This site is the archived OWASP Foundation Wiki and is no longer accepting Account Requests.
To view the new OWASP Foundation website, please visit https://owasp.org

Assessing Project Health

From OWASP
Revision as of 17:44, 4 May 2009 by Mtesauro (talk | contribs) (Updated to reflect 2009-05-01 GPC meeting)

Jump to: navigation, search


This is a DRAFT page still under review by the Global Projects Committee

This page is maintained by the Global Projects Committee to help assist Project Leaders with information about successfully running an OWASP Project. It will be updated from time to time, and changes will be discussed and announced on the OWASP-Leaders list.


Project Health Level

Projects almost have a life of their own - beyond the releases they make. Regrettably the life, and health, of a project cannot be easily categorized by a single metric. Multiple measures in combination make up a project's health. Before discussing the method used to rate project health, lets first cover the levels of health.

  • Level 0 - a project that exists or is just beginning. It is either a project with no releases or all releases are no more then Alpha quality.
  • Level 1 - a project that has a release at Beta quality.
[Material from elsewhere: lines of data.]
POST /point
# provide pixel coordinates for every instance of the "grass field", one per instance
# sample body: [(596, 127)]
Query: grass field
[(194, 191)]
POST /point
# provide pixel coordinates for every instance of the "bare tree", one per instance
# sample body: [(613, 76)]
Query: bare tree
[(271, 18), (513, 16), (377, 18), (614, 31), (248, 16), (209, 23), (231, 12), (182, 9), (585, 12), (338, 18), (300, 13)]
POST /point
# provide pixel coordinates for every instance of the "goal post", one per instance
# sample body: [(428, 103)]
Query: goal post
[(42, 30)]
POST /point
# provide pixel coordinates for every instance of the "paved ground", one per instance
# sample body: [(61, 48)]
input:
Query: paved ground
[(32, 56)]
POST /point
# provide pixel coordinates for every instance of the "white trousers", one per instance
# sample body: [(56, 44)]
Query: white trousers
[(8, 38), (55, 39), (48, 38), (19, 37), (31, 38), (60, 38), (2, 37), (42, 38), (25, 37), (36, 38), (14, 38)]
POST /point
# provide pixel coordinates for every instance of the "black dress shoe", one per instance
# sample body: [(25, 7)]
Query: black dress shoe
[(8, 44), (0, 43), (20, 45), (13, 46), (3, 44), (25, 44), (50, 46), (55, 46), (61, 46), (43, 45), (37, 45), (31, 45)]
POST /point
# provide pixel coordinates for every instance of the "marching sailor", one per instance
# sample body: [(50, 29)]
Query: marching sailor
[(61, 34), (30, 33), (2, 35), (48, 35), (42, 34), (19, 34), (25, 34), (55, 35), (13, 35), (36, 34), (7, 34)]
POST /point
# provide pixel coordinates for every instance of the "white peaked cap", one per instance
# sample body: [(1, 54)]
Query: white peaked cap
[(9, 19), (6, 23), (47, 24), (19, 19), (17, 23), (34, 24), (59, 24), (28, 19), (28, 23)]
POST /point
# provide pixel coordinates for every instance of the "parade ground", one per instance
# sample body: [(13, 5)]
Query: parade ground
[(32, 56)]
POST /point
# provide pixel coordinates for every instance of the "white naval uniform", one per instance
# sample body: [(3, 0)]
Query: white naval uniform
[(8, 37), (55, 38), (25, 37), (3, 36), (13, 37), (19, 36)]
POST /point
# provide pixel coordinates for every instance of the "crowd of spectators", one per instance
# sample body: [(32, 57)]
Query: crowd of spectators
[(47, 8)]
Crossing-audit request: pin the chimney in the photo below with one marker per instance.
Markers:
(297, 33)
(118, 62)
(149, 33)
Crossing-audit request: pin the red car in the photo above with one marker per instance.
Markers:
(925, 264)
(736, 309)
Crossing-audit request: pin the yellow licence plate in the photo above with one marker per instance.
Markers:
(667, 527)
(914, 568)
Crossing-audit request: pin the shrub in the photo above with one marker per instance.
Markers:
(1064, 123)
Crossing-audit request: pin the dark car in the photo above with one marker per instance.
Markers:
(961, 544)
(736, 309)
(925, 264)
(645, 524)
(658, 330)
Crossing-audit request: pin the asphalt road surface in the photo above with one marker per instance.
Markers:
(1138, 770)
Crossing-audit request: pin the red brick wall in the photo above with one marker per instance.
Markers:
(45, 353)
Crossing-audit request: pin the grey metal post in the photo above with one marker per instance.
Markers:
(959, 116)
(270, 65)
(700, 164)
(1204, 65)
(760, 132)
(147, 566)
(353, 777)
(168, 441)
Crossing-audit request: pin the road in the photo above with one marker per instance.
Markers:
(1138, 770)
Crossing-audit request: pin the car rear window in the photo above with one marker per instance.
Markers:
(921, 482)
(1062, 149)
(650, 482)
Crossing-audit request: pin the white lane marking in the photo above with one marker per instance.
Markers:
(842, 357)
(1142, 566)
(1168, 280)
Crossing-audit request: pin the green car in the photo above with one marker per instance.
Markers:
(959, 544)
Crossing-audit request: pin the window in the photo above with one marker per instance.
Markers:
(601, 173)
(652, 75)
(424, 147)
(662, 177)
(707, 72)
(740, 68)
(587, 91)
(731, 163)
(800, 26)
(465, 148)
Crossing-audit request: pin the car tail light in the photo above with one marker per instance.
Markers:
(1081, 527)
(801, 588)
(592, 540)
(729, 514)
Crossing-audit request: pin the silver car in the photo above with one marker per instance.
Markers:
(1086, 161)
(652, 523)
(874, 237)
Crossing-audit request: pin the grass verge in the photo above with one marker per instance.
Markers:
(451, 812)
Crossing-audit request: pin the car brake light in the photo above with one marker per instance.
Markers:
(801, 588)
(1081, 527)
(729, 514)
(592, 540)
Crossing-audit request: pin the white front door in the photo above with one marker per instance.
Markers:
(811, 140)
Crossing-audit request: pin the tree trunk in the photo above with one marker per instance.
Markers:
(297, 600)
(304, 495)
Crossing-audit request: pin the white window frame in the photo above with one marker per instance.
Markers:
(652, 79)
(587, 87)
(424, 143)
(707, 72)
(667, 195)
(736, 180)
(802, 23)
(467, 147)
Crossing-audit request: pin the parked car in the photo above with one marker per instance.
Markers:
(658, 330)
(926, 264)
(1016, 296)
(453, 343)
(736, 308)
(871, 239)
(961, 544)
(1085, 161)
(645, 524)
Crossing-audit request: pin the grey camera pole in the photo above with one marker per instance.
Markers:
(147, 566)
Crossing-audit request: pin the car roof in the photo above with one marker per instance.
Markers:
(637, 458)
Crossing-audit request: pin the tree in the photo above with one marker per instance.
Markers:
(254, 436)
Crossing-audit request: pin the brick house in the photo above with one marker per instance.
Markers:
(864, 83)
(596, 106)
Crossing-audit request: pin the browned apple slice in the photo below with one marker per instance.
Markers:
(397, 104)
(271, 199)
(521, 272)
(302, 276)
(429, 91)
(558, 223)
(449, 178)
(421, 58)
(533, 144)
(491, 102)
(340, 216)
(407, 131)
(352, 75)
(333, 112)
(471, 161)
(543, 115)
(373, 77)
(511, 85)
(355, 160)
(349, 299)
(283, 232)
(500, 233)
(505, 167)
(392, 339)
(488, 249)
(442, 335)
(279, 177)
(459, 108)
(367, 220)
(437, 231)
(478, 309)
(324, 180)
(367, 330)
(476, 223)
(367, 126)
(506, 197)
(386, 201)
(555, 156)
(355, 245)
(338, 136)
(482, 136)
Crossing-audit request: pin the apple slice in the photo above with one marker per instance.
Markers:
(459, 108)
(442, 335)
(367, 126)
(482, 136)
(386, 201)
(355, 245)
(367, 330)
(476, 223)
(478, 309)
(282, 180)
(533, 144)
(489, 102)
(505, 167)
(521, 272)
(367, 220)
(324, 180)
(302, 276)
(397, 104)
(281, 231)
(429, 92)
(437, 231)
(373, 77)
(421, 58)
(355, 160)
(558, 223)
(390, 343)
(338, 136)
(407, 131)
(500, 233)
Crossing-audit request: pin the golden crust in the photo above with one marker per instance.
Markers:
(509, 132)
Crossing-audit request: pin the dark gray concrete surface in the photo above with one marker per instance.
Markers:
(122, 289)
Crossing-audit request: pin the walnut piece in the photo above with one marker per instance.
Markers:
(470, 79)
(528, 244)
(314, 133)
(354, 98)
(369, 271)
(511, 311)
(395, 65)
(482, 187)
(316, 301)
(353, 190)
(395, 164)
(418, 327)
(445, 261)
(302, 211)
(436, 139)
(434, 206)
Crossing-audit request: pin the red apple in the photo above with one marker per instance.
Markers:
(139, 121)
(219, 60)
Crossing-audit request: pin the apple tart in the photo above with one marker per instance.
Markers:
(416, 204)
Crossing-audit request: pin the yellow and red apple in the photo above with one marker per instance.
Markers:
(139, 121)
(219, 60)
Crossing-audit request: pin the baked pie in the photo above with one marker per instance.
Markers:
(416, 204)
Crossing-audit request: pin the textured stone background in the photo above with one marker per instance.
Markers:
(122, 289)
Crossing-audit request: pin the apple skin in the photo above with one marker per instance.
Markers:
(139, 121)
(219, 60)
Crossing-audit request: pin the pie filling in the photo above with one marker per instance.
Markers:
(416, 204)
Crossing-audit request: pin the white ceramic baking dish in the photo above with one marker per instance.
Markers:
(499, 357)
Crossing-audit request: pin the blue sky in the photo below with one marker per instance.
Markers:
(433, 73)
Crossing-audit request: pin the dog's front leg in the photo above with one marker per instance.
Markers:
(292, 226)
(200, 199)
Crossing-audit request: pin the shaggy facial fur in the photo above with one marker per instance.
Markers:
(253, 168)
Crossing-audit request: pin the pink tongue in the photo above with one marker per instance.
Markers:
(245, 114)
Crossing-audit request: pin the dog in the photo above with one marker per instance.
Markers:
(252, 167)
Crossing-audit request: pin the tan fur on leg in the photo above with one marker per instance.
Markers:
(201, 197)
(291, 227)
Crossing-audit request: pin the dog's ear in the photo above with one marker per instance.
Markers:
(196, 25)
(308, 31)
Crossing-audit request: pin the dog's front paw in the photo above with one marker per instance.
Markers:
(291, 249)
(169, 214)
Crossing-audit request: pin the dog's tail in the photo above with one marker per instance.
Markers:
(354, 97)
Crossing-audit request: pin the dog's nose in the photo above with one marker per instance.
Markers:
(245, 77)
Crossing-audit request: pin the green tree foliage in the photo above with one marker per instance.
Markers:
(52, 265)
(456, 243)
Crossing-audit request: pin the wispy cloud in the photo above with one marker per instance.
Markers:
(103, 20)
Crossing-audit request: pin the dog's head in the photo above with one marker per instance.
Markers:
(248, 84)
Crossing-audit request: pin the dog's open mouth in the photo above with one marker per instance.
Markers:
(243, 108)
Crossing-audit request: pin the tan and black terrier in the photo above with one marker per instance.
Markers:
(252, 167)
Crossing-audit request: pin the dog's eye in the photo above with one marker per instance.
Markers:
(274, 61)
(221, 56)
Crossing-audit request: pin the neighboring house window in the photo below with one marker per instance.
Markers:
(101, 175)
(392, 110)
It is a project with a release that has been reviewed by at least one project leader since Beta quality level is the minimum.
  • Level 2 - a project with at least some of the ratings of health. In general, it should have roughly half. It is difficult to be precise since the exact number and type of these ratings has not yet been determined. As soon as those are solidified, the number for level 2 will be specified.
  • Level 3 - a project which has all the ratings of health. This level represents the most healthy state for an OWASP project.

Notes on Project Health Levels:

  1. The site will be reviewed based on the Project wiki page minimal contents below during any level change to ensure minimal project information is present on the project site. See below for details.
  2. Maintenance of the project wiki page can be handled by either the Project Lead or the Project Maintainer if the project has one.
  3. The ratings of health will be determined shortly. Some general information is below. Various logistic and practical aspects need to be determined. --Mtesauro 17:44, 4 May 2009 (UTC)


Project Health Ratings

The exact meta-data used to determine project health has not yet been fully determined. Some of the sources of data for the health rating are listed below. Some, all or none of these may be used in the final version. This list is to server as a public brainstorming exercise:

  • Number of releases
  • Size of the project's community
  • Industry participation
  • Usability
  • Number of participants
  • Number of "stars" - the idea here is to have a rating system similar to what Amazon uses for books, etc.

It is likely and should be expected for this list to change between now and its final version. Note also that the exact method of gather the above data is not yet specified.


Project Wiki Page Minimal Content

The following questions will be answered by the project lead or project maintainer and be reviewed by the Global Projects Committee whenever a project changes health levels:

  • Does the project wiki page...
  1. have an up to date project template with current project information?
  2. have a conference style presentation that describes the tool in at least 3 slides?
  3. have a one sheet overview document about the project?
  4. have a link to a working mail list?
  5. have a statement of the application security issue the project addresses?
  6. have a project roadmap?


For OWASP project wiki pages, please see the Project Wiki Pages section of the Guidelines for OWASP Projects for additional suggestions/recommendations.


Example of the Process

As a example of this process, the story below demonstrates a project from inception to optimal health:

  • A security professional has an idea to address an issue in application security and proposes a new project to the Global Projects Committee (GPC).
  • The GPC agrees with the proposal, gathers some initial data from the security professional and creates a new project page. The project starts at health level 0.
  • The security professional, now the project lead, works on the project and creates a release which reaches Alpha quality.
  • The project lead continues to work on the project, it gets reviewed and reaches Beta quality. The project has reached level 1. The project is generating health metrics.
  • The project lead continues to work on the project release and reaches a Stable release.
  • Additional metrics are collected (the exact nature and method of collection is to be determined). After reaching approximately half of the project health ratings, the project moves to level 2. Note this could have happened before creating a stable release.
  • The project lead starts a new sub-project which is Alpha quality. The new release does not negatively impact the projects health. Likely, it will help it grow and become more healthy.
  • The project grows in activity and prominence to the point that it reaches all the project health ratings. The project is now a level 3 project.


Archiving Project Sites

The exact criteria for archiving project sites has not yet been determined. However, the Global Projects Committee sees that an archive of projects that are kept for historical purposes will be needed. This page or subsequent pages will determine the situation under which project pages are archived.


Pre-existing OWASP projects

The Global Projects Committee realizes that there are many current project sites which pre-existed the above assessment of project health. Those project sites will be migrated into the new criteria in the near future. The exact timing and methodology for addressing existing sites has not yet been determined. The Global Projects Committee will first fully specify the new framework before working on mapping existing projects into the new framework.